If you’ve ever had a baby, you know the drill: you get pregnant, then halfway through the pregnancy remember your little Catholic baby needs Catholic godparents. You debate everyone on both sides of the family–too Baptist, too lesbian, too young, too old. Some of us even get to the point where we’ve burned through every Catholic family member on both sides and have to start looking to friends. The task isn’t made easier by the fact that the pool of candidates seems to shrink with each new baby; by the time the 7th child comes along, you’re recycling godparents or “voluntelling” your teens to do it.
Most people, when you ask them to be a child’s godparents, are honored. But how many of us understand what it means to be a godparent? Do we really grasp the profound spiritual responsibility we take on when we make those promises at the baptism?
My husband and I went through RCIA when I was pregnant with our first child. Unlike most cradle Catholics, for whom godparenting is hum-ho, we were excited that our baby was going to have another person charged with mopping up all our spiritual mistakes with her. Today, with 13 godchildren, we’re grateful our priest took the time then to explain the history, rights, and responsibilities of this important job.

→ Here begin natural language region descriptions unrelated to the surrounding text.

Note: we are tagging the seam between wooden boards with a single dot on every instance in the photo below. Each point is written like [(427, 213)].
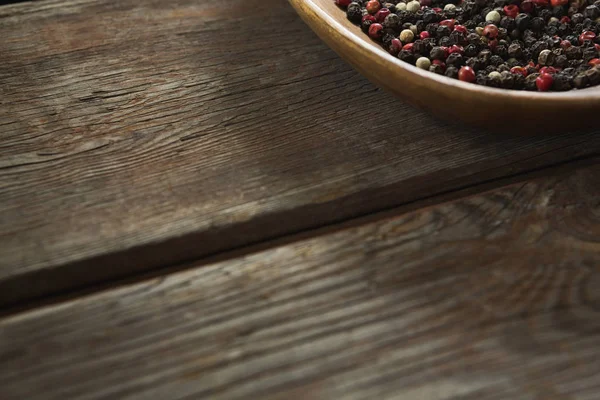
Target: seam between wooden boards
[(425, 202)]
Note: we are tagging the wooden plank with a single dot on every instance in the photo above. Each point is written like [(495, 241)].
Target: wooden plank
[(136, 134), (493, 296)]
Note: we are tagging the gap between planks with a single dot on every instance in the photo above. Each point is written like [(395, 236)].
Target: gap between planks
[(561, 168)]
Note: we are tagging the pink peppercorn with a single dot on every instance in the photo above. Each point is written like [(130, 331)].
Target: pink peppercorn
[(511, 10), (449, 23), (373, 6), (466, 74), (381, 14), (544, 82), (586, 35), (395, 46), (519, 70), (460, 28), (376, 31), (527, 6), (456, 49)]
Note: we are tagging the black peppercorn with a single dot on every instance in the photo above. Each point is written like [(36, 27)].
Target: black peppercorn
[(437, 53), (406, 56), (485, 56), (546, 57), (593, 75), (442, 31), (354, 12), (471, 50), (522, 22), (458, 38), (544, 14), (592, 12), (537, 24), (562, 83), (503, 68), (430, 16), (437, 69), (577, 18), (515, 50), (392, 21), (496, 60), (537, 48), (446, 41), (508, 23), (561, 61), (451, 72), (455, 59), (559, 12), (573, 52), (530, 82)]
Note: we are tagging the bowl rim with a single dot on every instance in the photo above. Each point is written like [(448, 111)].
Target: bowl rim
[(581, 95)]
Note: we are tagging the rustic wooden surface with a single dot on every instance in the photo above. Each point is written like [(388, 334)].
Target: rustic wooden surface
[(142, 133), (493, 296), (449, 98)]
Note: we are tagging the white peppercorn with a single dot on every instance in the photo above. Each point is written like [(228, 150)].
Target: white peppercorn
[(423, 63), (413, 6), (449, 7), (493, 16), (407, 36)]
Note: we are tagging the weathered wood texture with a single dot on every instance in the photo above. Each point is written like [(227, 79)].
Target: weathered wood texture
[(490, 297), (140, 133)]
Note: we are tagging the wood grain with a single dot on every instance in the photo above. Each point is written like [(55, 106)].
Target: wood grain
[(449, 98), (490, 297), (136, 134)]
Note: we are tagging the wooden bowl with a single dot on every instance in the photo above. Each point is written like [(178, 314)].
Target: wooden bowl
[(451, 99)]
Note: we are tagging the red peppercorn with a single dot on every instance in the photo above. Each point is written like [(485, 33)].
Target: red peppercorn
[(395, 46), (527, 6), (466, 74), (460, 28), (376, 31), (544, 82), (519, 70), (408, 47), (456, 49), (586, 35), (511, 10), (490, 31), (440, 63), (548, 70), (368, 17), (373, 6), (449, 23), (381, 14), (565, 44)]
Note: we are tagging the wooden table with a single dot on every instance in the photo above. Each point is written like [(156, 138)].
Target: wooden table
[(198, 199)]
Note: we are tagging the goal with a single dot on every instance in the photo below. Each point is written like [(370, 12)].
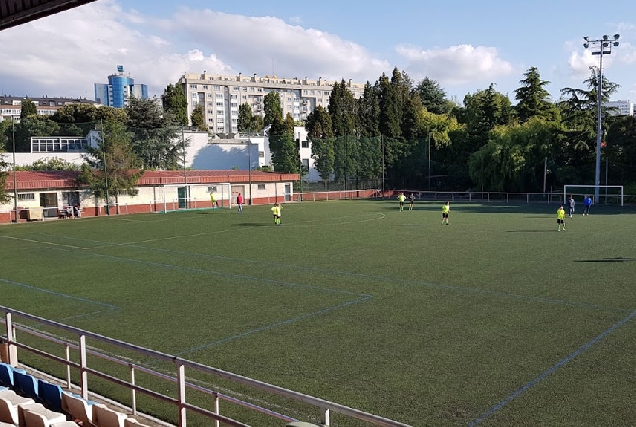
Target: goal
[(608, 194), (178, 197)]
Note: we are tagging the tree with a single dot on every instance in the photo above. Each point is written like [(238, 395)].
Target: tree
[(175, 103), (79, 119), (534, 100), (433, 96), (198, 118), (285, 151), (156, 142), (28, 109), (111, 168), (4, 167), (272, 107)]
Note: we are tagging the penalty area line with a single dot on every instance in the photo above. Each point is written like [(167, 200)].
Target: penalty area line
[(496, 408)]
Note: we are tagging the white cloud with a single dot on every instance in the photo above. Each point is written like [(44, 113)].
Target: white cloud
[(65, 54), (268, 45), (456, 65)]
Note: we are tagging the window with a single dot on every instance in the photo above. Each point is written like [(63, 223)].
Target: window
[(26, 196)]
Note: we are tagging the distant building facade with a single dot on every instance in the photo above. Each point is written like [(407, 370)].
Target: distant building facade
[(119, 90), (620, 108), (220, 96), (10, 106)]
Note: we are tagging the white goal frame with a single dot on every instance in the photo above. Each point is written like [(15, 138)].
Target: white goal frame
[(225, 194), (593, 187)]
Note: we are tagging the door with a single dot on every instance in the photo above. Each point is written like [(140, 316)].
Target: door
[(287, 192), (182, 194)]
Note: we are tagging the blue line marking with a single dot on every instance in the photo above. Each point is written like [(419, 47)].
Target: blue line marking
[(58, 294), (273, 325), (545, 374)]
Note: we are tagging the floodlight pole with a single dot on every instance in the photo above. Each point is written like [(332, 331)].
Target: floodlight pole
[(600, 47), (15, 174), (249, 169)]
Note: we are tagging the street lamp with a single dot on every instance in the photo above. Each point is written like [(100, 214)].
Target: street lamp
[(15, 173), (600, 47), (429, 160)]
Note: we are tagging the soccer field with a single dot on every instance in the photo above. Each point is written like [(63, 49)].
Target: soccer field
[(496, 319)]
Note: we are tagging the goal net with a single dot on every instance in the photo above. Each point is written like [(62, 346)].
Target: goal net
[(607, 194), (178, 197)]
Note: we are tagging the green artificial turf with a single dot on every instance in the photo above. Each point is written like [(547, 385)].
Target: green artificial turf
[(496, 319)]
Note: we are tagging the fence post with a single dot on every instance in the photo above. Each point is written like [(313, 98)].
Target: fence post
[(181, 386), (83, 373)]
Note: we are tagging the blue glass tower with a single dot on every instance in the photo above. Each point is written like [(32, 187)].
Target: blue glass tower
[(119, 90)]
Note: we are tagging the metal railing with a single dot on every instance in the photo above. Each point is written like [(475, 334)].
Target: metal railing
[(181, 405)]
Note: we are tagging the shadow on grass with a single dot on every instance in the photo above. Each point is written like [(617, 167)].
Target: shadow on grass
[(530, 231)]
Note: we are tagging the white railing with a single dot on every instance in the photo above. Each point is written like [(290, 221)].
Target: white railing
[(181, 405)]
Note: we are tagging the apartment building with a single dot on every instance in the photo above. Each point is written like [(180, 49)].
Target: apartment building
[(10, 106), (220, 96)]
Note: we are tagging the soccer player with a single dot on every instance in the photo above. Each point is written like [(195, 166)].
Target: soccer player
[(445, 212), (560, 218), (239, 202), (276, 210), (587, 202), (401, 199)]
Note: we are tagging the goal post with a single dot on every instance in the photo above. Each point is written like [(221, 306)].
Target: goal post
[(178, 197), (612, 192)]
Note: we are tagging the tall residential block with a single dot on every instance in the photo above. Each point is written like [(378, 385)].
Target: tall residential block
[(220, 96)]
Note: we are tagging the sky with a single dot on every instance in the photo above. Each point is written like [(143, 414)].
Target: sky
[(464, 45)]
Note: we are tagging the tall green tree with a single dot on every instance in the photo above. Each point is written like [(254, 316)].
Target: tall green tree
[(433, 97), (155, 141), (533, 99), (320, 133), (111, 168), (28, 109), (4, 167), (198, 118), (175, 103), (368, 111), (272, 107), (285, 151)]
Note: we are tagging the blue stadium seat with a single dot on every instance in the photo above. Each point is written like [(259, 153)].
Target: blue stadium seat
[(7, 374), (50, 394), (25, 384)]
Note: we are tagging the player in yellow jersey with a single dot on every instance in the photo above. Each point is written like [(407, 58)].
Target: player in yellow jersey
[(560, 218), (276, 210), (401, 199), (445, 212)]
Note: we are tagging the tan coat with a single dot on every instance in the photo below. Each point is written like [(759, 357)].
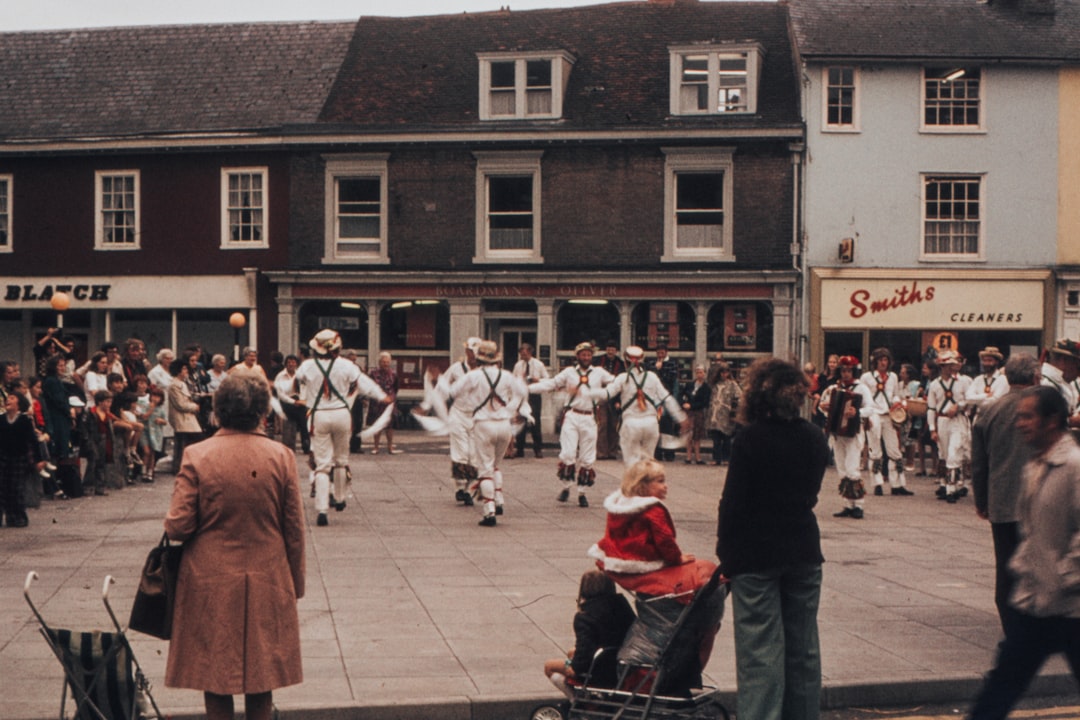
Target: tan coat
[(237, 503)]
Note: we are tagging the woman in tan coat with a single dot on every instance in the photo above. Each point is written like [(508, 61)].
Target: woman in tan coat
[(237, 504)]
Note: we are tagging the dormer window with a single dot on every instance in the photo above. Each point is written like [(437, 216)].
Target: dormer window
[(523, 85), (714, 80)]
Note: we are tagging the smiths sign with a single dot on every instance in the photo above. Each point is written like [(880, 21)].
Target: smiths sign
[(916, 303)]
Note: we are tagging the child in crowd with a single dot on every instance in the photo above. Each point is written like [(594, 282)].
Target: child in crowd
[(603, 619)]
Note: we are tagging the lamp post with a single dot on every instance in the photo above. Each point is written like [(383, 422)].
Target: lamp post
[(237, 321), (61, 302)]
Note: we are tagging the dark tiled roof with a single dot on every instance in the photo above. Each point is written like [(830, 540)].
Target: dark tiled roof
[(895, 29), (423, 71), (147, 80)]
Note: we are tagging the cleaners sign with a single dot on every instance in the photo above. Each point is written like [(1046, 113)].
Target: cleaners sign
[(916, 303)]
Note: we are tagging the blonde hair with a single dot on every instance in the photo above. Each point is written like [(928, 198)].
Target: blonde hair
[(637, 477)]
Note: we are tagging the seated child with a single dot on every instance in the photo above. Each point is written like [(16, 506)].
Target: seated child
[(602, 621), (638, 549)]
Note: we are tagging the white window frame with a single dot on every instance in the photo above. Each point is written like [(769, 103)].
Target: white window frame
[(507, 164), (826, 85), (561, 64), (99, 231), (754, 54), (264, 242), (7, 212), (925, 179), (980, 127), (697, 161), (346, 167)]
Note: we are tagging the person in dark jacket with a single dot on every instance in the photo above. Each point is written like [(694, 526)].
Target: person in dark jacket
[(603, 619), (769, 546)]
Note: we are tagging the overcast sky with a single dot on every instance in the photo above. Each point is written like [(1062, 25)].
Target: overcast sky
[(53, 14)]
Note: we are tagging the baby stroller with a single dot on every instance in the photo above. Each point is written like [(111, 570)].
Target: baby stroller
[(659, 671), (105, 680)]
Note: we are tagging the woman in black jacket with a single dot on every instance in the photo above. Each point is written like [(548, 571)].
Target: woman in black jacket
[(769, 546)]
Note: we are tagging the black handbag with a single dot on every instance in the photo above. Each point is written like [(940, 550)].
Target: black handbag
[(152, 610)]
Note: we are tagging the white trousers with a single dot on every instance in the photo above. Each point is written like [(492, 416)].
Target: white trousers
[(638, 437), (578, 439), (329, 444)]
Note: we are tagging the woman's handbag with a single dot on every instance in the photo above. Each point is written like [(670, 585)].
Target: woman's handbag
[(152, 610)]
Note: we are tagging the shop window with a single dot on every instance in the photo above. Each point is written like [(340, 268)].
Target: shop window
[(117, 214), (508, 207), (698, 199), (740, 327), (417, 334), (356, 208), (595, 322), (523, 85), (664, 323), (244, 207), (5, 185), (348, 317)]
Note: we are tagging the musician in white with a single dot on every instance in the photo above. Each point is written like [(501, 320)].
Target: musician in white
[(885, 393), (496, 397), (640, 393), (848, 448), (991, 383), (578, 436), (327, 386), (949, 426)]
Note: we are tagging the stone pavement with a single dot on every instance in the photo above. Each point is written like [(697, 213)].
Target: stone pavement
[(413, 611)]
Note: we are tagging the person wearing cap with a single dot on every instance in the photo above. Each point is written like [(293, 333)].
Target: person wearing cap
[(459, 423), (496, 397), (885, 395), (848, 450), (991, 383), (578, 436), (530, 370), (1061, 369), (640, 393), (949, 428), (327, 386)]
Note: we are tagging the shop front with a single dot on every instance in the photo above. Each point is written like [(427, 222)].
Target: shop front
[(916, 313), (162, 311), (423, 321)]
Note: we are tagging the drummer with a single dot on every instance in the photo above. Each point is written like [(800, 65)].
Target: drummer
[(841, 410), (885, 393)]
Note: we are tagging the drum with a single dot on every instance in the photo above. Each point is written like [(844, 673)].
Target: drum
[(916, 407)]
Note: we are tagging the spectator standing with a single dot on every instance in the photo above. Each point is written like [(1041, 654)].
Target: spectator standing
[(769, 546)]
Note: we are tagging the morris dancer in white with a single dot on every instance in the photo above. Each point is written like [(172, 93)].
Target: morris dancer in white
[(949, 426), (642, 394), (497, 397), (327, 385), (885, 395), (848, 448), (991, 383), (578, 437)]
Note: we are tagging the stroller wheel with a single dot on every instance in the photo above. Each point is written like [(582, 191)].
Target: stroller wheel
[(547, 712)]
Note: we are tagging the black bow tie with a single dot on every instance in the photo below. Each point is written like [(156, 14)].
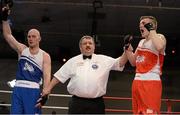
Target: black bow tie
[(85, 57)]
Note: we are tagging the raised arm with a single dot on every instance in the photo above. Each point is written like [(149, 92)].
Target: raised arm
[(46, 70), (18, 47), (128, 49)]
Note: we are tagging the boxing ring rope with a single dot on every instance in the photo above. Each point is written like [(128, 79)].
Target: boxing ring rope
[(169, 103)]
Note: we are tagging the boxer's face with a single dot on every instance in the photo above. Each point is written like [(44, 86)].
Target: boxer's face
[(33, 38), (87, 46), (143, 30)]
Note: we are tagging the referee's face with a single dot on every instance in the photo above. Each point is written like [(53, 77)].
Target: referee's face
[(87, 46)]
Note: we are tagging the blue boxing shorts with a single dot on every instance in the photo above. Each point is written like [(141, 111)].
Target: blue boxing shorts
[(24, 98)]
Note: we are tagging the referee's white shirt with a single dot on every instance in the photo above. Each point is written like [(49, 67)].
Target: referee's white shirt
[(89, 77)]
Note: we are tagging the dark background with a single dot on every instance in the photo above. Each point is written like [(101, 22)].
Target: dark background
[(63, 22)]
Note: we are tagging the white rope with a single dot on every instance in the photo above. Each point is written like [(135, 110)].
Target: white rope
[(44, 107), (55, 95)]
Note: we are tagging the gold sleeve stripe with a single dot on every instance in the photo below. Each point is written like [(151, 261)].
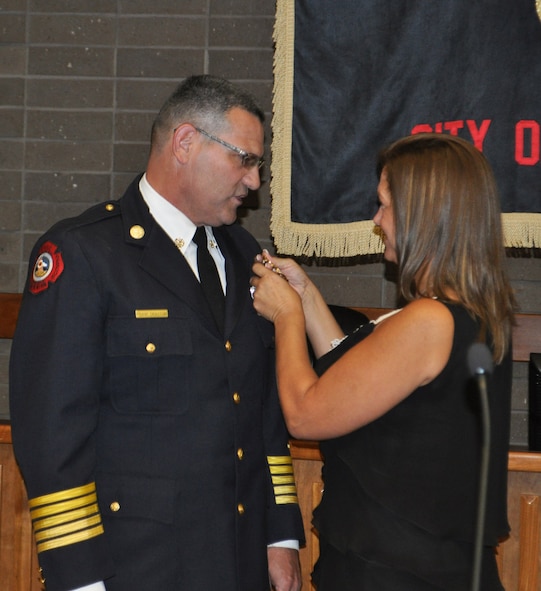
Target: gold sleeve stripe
[(62, 507), (279, 460), (62, 495), (68, 528), (282, 490), (68, 540), (65, 517), (287, 500), (40, 524), (283, 479), (281, 469)]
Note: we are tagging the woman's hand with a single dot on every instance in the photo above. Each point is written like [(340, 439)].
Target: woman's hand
[(273, 295), (288, 269)]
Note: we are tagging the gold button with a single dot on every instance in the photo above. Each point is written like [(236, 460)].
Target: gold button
[(137, 232)]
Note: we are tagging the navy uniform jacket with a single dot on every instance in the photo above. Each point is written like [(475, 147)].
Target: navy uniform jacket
[(153, 448)]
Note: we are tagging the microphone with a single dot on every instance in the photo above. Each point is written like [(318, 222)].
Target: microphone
[(479, 360), (480, 365)]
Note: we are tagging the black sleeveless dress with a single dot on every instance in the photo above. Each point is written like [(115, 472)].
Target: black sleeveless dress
[(399, 507)]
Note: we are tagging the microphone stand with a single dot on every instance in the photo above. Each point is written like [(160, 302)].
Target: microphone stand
[(480, 364), (483, 483)]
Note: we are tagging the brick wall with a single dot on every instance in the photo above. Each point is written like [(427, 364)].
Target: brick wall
[(81, 81)]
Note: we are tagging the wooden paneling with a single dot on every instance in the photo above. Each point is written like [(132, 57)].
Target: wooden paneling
[(18, 559), (518, 557)]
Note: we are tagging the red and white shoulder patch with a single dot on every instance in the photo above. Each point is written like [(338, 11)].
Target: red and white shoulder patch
[(47, 268)]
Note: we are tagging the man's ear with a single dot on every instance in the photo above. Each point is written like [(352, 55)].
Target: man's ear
[(182, 141)]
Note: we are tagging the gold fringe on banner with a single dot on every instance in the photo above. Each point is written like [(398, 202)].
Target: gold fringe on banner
[(521, 230)]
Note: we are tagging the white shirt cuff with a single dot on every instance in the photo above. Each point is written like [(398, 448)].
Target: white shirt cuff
[(293, 544)]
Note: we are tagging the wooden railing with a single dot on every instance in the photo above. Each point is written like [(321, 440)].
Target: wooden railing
[(518, 557)]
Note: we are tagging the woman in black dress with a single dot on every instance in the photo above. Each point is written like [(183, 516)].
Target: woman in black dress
[(393, 404)]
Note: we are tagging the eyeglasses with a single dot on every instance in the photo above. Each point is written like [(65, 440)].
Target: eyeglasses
[(247, 159)]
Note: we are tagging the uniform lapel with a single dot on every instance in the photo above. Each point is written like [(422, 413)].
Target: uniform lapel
[(238, 278), (160, 258)]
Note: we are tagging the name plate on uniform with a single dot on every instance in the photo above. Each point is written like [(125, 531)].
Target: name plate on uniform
[(158, 313)]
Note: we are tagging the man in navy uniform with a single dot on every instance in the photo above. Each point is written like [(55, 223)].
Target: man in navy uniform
[(145, 416)]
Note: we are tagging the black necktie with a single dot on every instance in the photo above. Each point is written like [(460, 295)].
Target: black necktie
[(209, 278)]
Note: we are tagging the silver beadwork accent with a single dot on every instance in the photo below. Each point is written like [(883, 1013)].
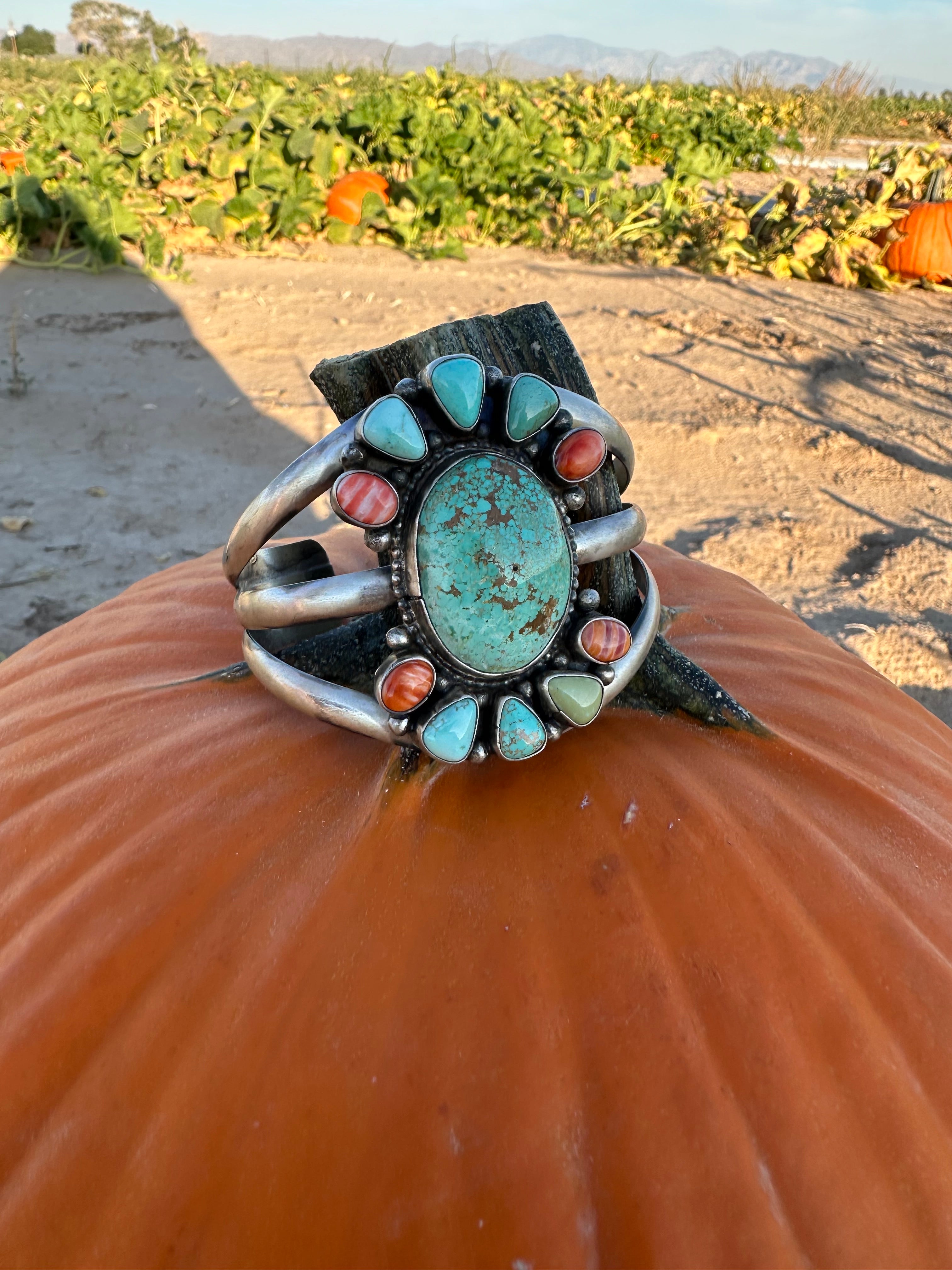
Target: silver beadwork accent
[(292, 585)]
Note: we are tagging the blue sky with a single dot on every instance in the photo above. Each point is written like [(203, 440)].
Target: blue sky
[(895, 37)]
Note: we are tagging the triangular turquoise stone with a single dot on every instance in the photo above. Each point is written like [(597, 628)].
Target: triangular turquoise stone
[(578, 696), (521, 731), (451, 731), (459, 384), (532, 403), (391, 427)]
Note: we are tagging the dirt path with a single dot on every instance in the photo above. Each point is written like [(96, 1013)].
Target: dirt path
[(795, 433)]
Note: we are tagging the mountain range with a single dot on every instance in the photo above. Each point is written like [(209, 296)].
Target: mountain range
[(531, 59)]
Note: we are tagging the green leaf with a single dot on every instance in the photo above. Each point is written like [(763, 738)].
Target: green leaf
[(246, 205), (300, 144), (323, 157), (134, 139), (211, 215), (154, 249), (224, 162), (341, 234), (30, 197)]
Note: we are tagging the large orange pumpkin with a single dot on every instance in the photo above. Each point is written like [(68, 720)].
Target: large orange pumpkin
[(346, 196), (671, 996), (926, 248)]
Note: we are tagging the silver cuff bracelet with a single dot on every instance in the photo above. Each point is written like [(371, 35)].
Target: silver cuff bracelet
[(466, 483)]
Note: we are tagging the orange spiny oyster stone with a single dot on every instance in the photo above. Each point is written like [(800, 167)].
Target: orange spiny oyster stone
[(606, 639), (366, 500), (581, 454), (407, 685)]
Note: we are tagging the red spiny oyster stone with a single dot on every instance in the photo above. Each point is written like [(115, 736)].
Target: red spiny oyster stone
[(581, 454), (366, 500), (407, 685), (606, 639)]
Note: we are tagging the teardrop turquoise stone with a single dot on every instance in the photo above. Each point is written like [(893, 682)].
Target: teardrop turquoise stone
[(521, 731), (451, 732), (391, 427), (459, 384), (532, 403), (578, 696)]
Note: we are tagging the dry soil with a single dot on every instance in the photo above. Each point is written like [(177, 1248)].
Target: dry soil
[(791, 432)]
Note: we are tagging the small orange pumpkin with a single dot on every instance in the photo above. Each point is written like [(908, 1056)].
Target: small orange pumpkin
[(669, 996), (926, 248), (346, 196), (11, 161)]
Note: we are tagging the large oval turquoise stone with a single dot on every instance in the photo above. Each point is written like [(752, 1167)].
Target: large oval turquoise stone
[(391, 427), (451, 732), (459, 384), (532, 403), (521, 731), (494, 564)]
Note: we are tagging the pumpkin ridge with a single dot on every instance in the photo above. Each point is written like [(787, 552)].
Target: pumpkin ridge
[(792, 1244), (827, 954), (202, 1029)]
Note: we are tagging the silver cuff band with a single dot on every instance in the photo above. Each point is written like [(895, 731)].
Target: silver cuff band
[(315, 472), (466, 483), (347, 708), (370, 591)]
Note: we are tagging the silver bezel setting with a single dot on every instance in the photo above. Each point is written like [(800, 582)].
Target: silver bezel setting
[(498, 721), (439, 708), (409, 591), (427, 383), (526, 441), (382, 454), (555, 712), (277, 601), (388, 665), (578, 632), (362, 525)]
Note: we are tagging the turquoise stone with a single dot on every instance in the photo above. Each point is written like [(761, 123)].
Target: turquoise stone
[(532, 403), (459, 384), (578, 696), (391, 427), (451, 731), (494, 564), (521, 731)]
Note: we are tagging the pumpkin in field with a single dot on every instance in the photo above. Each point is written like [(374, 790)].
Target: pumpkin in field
[(346, 196), (925, 251), (11, 161), (676, 998)]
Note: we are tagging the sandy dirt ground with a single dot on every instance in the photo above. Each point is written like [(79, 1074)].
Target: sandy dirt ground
[(798, 435)]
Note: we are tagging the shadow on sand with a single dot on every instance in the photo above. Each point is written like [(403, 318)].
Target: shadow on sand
[(125, 448)]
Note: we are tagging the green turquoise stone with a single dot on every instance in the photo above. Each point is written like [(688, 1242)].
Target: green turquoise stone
[(459, 384), (391, 427), (494, 564), (532, 403), (450, 733), (578, 696), (521, 731)]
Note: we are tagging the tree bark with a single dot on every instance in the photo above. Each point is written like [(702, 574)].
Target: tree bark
[(529, 338)]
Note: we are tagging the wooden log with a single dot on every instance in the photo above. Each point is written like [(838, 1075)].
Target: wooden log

The history of godparents is rooted in the role of the sponsor, which originated in the Church during the first few centuries. Prior to about the year 300, Christians were heavily persecuted by the Roman Empire. To keep pagans from infiltrating the Church and exposing its members to harm, the Church required catechumens to have a sponsor–a faithful Catholic who would attest that the person’s desire to enter the Church was bona fide. Having another person charged with spiritually assisting you also helped you live up to the promises of your sacramental “grand slam,” since prior to the Middle Ages the Sacraments of Initiation included baptism, the Eucharist, and Confirmation, all administered at once. Though we’ve designated the people stepping up for infants being baptized as “godparents,” the technical term for anyone who promises to vouch for someone coming into the Church is “sponsor.”
We no longer require sponsors to rout out wolves in sheeps’ clothing, but the role of a godparent is still a very serious undertaking that goes far beyond the honor of the title. Just like the child’s parents, godparents assume spiritual guardianship of the child and must help the child to fulfill his baptismal promises, primarily through their own witness of living a faithful and moral life. We promise the parents, the child, and God that we will live a faithful Catholic life and encourage our godchild to do the same.
It’s no surprise that the majority of Catholic godparents, like the majority of Catholic parents, make these promises with little intention of keeping them. For many, it’s just a tradition to baptize their babies, sort of like putting up a Christmas tree every year. But when we stand before God and promise to live according to the faith for the sake of a child’s soul, that is a sacred promise we need to do our best to live up to. If we struggle with a teaching of the Church, we owe it to our godchild to learn more about it. Then we need to pray for our sake, and for theirs, that God gives us the grace to be faithful and submit to that truth.
Obviously, it will be easier to be a positive influence in your godchild’s life if you’re a part of it. I call Cecilia, my 10-year-old goddaughter, several times a month just to chat and we have a warm, loving friendship even though she lives in New Hampshire and we’re in Alaska. Regrettably, I don’t have this kind of relationship with all my godchildren; some families have drifted out of our lives and one couple even left the faith entirely. But even and especially then, I pray for them frequently. Though I have five biological children, I’m spiritually responsible for 18. So I pray for all of my children to remain close to Jesus, not just the ones living in my home.
Few godparents know they also have rights as a sponsor, too, not just responsibilities. We have the right to call the child’s parents to task if they are not living up to the promises they made at baptism. More than once, I’ve sat down with the parents of my godchildren and reminded them that they promised to raise the child to be a faithful Catholic. Which means going to Mass, Confession, observing holy days, and all the rest. Of course, not everyone has taken this in the spirit of love it was intended; the couple who left the faith took offense and claimed I was “overstepping my bounds,” despite agreeing that I shared spiritual responsibility for their children as their godmother. Is it comfortable to do this? No. But when it comes to our godchildren, we ought not to hesitate if they are being shortchanged spiritually by their parents. Most parents will respond positively if we speak the truth in love and bolster it with offers of temporal help, such as babysitting the little ones so they can go to Confession, Mass, or adult education classes.
Being a godparent is an awesome responsibility, but it’s also one of the great privileges of being Catholic. The spiritual link we have to our godchildren will endure forever; even in heaven we will have a unique relationship with them. I used to lament that God had given me such hard pregnancies that we were “only” blessed with five children, but now I realize he’s given me almost 20 beautiful souls to care for in this life. If you are a godparent, may the Lord give you the graces to be a shining witness of faith and love to all the precious children He has so lovingly entrusted to your care.